Hanya saja, kajian Komdigi menyebutkan bahwa salah satu tantangan utama dalam pengembangan etika AI di Indonesia adalah inkonsistensi kepatuhan atas etika AI dan rendahnya kesadaran akan pentingnya etika AI, baik di kalangan pemerintah, industri maupun masyarakat umum.

Dalam ketentuan Komdigi, penyelenggaraan teknologi AI mesti memperhatikan nilai-nilai etika yang meliputi: inklusivitas, kemanusiaan, keamanan, aksesibilitas, transparansi, kredibilitas dan akuntabilitas, perlindungan data pribadi, pembangunan dan lingkungan berkelanjutan, serta kekayaan intelektual.

Namun, penjelasan nilai-nilai etika tersebut tidak menyebutkan unsur pornografi sebagai suatu masalah yang perlu diatasi atau ada pengaturan etikanya lebih lanjut.

Terlepas dari hal itu, Komdigi telah melakukan tindakan tegas dalam soal penertiban konten berbau pornografi di media sosial. Teranyar, pada Oktober ini, Direktorat Jenderal Pengawasan Ruang Digital menerbitkan Surat Teguran Ketiga kepada Penyelenggara Sistem Elektronik Lingkup Privat User-Generated Content (PSE UGC) X Corp (X) karena belum memenuhi kewajiban pembayaran denda administratif yang telah ditetapkan sebelumnya.
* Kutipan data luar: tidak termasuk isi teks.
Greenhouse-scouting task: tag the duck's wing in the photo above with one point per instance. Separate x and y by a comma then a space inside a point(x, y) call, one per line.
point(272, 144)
Direktur Jenderal Pengawasan Ruang Digital, Alexander Sabar, menuturkan bahwa tindakan ini merupakan bagian dari penegakan hukum atas pelanggaran kewajiban moderasi konten bermuatan pornografi yang ditemukan dalam hasil pengawasan ruang digital oleh Komdigi pada 12 September 2025.

Nilai denda yang dikenakan sebesar Rp78.125.000—hasil akumulasi denda dari Surat Teguran Kedua dan Ketiga sebagai bentuk eskalasi sanksi sesuai dengan ketentuan peraturan perundang-undangan.

Komdigi menitikberatkan bahwa meskipun X telah melaksanakan perintah pemutusan akses (take-down) terhadap konten tersebut dua hari setelah Surat Teguran Kedua diterbitkan pada 20 September 2025, kewajiban pembayaran denda administratif tetap harus dipenuhi sesuai dengan ketentuan peraturan yang berlaku.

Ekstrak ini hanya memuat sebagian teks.